Since the COVID-19 pandemic, there’s been a decrease in primary care attendance noticed across peri-urban settings in Africa.
Alongside patient fears over attending a virus hotspot, it’s known that primary care providers feel unprepared to manage patients with COVID-19 like symptoms.
On this course for primary healthcare providers, you’ll learn about the outbreak of COVID-19 in Africa.
You’ll find out about safe patient management including PPE, infection prevention and control, and the wider health impact of the pandemic.
You’ll also learn how to develop trust in low and middle-income countries that primary care settings are able to meet the international COVID-19 safety requirements.
The aim of this course is to help clinicians contribute to a gradual return to the patient volumes observed before the outbreak in Africa.
The course is designed for primary care providers operating across the African continent, with a particular focus on upper lower to lower-middle-income populations where information sharing can be difficult.

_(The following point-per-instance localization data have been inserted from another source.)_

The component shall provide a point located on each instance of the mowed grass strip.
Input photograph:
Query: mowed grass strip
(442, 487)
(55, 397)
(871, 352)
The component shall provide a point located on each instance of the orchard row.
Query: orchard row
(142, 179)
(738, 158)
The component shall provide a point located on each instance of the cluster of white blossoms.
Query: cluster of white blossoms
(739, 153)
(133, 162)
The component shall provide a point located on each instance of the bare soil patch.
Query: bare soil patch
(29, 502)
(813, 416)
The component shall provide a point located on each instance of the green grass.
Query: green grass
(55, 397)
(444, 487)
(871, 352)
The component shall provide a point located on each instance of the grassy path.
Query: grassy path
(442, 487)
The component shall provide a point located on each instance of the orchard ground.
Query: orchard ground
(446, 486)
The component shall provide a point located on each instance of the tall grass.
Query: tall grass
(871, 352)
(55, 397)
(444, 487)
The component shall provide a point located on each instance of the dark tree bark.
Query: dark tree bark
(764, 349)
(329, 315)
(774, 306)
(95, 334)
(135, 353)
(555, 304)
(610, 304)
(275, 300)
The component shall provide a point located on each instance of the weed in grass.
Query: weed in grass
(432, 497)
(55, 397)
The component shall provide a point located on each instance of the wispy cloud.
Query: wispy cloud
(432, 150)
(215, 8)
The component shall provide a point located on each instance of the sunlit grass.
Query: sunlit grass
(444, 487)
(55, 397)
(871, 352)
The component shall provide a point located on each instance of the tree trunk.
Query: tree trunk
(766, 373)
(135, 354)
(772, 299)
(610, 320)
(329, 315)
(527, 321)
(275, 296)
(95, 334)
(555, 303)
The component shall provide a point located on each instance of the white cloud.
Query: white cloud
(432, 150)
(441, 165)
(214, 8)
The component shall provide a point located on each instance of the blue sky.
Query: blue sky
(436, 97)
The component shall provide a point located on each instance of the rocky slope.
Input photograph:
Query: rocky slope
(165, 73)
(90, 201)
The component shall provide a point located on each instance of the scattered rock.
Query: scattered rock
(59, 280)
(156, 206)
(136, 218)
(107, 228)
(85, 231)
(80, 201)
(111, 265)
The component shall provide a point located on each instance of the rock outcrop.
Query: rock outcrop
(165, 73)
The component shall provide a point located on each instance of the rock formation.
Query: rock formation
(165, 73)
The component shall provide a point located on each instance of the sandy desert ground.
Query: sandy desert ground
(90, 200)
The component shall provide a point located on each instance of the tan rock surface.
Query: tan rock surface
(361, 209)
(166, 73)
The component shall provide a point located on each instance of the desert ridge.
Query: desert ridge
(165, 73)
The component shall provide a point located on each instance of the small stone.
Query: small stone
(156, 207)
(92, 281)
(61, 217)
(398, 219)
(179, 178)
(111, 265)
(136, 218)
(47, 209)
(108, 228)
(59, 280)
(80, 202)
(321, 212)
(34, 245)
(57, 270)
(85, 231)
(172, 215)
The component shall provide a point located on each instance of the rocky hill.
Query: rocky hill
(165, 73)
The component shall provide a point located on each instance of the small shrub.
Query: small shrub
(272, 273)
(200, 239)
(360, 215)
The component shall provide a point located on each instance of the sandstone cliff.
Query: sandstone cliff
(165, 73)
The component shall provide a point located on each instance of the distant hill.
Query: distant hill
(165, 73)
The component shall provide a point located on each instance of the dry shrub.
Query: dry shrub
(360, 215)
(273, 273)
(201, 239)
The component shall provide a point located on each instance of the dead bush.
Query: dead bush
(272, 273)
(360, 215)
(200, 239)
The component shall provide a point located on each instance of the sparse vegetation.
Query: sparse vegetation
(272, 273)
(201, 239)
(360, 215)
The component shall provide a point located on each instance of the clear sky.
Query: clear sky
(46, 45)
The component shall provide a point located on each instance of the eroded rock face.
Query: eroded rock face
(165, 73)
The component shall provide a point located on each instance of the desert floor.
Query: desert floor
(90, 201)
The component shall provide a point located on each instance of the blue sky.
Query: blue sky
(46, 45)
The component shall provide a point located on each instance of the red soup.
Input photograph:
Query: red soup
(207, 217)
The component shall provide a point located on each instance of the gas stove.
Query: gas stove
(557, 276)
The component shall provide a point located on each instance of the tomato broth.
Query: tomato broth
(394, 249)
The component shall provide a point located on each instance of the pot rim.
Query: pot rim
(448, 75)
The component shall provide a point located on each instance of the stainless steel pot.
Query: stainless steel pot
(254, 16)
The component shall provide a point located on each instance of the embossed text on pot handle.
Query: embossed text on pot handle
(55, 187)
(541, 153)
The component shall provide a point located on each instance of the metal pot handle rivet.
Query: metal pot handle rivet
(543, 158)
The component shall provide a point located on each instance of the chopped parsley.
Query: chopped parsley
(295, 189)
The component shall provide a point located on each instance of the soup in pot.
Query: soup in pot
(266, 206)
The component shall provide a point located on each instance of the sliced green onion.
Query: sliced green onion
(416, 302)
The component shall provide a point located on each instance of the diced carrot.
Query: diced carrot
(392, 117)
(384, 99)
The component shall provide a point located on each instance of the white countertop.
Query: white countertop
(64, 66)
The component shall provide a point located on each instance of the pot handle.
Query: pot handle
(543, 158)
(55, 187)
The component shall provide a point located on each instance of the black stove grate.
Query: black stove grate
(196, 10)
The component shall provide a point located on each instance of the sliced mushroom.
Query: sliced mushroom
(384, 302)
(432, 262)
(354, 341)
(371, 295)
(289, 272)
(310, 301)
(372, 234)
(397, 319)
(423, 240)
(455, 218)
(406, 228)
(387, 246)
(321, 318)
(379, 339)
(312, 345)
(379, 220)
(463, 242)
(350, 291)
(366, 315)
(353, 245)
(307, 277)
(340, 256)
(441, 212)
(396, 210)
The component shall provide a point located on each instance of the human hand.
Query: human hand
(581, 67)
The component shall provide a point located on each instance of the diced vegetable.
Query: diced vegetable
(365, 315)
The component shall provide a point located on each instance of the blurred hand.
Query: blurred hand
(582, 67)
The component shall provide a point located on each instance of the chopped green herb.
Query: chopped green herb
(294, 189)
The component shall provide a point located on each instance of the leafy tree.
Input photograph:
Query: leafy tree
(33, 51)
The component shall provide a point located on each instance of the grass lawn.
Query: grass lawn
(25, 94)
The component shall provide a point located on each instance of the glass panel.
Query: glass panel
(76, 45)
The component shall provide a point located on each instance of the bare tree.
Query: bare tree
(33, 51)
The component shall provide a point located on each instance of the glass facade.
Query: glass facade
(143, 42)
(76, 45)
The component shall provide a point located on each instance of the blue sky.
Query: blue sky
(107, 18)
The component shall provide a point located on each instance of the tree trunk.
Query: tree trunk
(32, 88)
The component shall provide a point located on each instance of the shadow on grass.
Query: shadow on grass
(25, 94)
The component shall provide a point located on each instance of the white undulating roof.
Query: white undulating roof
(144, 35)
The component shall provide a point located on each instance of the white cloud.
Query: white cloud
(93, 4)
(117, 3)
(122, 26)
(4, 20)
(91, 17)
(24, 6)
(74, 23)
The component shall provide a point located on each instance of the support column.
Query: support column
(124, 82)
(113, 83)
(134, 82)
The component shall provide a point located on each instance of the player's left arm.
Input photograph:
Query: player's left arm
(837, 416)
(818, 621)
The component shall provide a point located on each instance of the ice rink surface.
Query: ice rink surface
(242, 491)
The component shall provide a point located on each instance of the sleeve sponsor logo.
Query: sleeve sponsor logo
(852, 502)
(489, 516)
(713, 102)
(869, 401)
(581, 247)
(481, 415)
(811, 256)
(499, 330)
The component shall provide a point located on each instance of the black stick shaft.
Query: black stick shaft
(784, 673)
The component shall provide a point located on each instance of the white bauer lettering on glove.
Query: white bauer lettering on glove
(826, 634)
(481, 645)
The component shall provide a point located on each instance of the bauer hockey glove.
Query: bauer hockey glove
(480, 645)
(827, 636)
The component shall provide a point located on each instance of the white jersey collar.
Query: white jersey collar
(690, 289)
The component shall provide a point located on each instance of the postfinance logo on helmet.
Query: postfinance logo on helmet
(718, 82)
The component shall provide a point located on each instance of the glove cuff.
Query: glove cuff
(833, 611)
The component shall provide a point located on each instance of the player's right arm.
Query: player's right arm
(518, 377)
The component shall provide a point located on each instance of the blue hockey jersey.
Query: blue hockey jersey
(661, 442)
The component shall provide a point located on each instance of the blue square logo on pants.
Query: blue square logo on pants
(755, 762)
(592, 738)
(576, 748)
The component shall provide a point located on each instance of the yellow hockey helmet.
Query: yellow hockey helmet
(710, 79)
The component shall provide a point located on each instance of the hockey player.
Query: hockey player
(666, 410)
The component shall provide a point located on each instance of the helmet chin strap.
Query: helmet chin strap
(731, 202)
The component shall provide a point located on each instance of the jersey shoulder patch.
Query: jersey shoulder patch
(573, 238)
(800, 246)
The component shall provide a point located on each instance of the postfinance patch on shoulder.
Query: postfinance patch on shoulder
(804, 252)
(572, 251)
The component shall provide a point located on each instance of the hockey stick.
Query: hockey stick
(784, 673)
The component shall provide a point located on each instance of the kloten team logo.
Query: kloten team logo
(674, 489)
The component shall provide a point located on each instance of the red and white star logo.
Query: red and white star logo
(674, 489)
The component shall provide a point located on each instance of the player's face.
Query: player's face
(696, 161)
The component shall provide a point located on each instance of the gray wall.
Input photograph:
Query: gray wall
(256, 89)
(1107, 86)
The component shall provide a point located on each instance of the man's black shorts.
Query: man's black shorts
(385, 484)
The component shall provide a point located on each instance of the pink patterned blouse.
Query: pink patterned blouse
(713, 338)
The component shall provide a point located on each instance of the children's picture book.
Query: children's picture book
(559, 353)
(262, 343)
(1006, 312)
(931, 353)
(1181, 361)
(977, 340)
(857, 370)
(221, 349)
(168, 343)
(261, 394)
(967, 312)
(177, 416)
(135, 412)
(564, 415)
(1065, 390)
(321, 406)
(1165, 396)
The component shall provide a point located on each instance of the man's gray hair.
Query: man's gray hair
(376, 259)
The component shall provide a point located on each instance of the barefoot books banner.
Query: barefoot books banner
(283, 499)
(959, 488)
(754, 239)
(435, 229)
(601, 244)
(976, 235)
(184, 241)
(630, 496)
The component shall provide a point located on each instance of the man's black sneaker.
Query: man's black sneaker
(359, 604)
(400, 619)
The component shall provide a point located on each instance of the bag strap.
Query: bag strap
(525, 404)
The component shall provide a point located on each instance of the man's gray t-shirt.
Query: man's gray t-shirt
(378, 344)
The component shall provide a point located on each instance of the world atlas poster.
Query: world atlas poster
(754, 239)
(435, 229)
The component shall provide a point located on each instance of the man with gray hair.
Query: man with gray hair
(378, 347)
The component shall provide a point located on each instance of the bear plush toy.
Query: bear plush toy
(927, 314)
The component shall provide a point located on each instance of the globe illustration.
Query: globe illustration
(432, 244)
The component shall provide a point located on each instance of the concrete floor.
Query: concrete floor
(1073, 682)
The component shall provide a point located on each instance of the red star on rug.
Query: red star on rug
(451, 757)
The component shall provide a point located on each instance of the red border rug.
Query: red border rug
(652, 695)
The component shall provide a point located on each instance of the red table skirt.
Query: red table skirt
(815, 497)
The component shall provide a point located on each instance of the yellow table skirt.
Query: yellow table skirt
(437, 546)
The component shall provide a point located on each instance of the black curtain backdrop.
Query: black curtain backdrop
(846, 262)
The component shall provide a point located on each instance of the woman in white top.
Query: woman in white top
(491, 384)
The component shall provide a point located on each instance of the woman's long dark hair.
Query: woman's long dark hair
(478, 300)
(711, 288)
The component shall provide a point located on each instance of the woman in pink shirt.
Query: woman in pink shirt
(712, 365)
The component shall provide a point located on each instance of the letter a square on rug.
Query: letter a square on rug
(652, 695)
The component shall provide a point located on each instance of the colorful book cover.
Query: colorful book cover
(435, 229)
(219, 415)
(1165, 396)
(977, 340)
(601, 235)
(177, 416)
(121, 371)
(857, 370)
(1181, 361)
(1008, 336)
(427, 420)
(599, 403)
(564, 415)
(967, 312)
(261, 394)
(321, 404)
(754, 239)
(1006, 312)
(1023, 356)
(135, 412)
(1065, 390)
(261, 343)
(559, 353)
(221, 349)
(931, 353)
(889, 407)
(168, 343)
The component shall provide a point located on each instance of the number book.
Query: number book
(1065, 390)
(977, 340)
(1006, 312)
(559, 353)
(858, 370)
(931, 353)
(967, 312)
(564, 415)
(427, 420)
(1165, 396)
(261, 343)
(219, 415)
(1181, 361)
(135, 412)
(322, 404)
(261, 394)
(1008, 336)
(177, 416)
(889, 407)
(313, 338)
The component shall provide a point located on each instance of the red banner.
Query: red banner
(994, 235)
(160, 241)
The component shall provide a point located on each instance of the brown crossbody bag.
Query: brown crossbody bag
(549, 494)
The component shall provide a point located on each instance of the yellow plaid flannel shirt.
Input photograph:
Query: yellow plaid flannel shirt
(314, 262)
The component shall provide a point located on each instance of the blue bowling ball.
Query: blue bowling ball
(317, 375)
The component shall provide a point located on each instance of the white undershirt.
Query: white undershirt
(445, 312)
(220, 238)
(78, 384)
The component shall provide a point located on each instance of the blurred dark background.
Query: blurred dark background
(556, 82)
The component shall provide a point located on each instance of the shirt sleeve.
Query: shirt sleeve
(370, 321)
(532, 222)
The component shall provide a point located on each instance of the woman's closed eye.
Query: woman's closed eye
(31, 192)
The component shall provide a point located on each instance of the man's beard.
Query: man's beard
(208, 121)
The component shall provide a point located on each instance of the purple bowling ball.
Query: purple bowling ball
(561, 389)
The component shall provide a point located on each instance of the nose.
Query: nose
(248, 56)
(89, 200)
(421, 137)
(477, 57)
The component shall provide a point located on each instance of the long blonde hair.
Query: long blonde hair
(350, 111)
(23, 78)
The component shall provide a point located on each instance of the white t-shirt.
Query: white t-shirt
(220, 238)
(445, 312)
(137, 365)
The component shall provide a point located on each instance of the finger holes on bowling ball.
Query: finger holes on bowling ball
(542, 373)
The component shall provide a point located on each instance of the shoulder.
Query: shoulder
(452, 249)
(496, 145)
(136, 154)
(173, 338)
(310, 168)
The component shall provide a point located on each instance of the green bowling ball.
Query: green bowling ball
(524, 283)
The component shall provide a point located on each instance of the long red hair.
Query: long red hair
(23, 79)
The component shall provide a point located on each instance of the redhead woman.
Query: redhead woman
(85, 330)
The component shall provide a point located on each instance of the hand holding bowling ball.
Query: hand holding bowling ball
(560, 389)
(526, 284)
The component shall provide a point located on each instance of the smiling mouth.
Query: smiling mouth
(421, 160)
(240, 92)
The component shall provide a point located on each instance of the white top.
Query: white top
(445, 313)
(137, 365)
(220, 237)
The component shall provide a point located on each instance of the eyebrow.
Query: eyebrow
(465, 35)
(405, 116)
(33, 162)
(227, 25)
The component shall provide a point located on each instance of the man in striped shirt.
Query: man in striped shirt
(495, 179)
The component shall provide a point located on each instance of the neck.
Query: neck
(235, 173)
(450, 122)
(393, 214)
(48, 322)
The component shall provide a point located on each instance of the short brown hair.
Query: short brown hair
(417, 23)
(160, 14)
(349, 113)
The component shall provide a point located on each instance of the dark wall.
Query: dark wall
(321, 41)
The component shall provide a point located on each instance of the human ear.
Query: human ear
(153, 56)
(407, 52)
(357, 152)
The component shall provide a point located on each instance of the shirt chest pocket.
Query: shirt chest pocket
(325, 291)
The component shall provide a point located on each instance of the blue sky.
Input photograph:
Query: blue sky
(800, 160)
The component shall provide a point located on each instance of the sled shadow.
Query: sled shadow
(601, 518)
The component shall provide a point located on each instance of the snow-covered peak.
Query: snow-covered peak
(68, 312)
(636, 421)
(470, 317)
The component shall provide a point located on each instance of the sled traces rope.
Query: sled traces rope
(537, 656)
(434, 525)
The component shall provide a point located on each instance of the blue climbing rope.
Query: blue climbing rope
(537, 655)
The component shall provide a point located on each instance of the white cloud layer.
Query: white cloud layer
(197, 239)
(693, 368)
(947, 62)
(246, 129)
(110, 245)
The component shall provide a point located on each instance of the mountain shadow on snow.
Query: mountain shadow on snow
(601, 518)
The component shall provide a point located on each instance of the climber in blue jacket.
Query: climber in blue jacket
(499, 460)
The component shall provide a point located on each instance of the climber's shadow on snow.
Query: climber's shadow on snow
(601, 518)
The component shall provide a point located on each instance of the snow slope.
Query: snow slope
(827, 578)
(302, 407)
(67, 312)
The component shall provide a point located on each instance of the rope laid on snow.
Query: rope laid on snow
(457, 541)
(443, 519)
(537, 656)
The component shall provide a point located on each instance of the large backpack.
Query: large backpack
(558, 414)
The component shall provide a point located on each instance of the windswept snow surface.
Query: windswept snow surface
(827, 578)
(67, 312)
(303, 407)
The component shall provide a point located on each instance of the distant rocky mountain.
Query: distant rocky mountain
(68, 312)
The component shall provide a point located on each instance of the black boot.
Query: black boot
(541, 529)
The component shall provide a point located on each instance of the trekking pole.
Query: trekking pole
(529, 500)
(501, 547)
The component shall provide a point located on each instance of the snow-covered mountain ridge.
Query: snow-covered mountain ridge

This may include non-physician clinicians (NPCs) known as clinical officers (COs) across selected African countries.
The course will help patient populations in urban and peri-urban areas who have access to primary care facilities that predominantly offer outpatient services (although in some cases these extend to inpatient services).
Whereas specific reference to the wider African healthcare system will be made, this course remains applicable, in principle, to all low and middle-income primary care practices.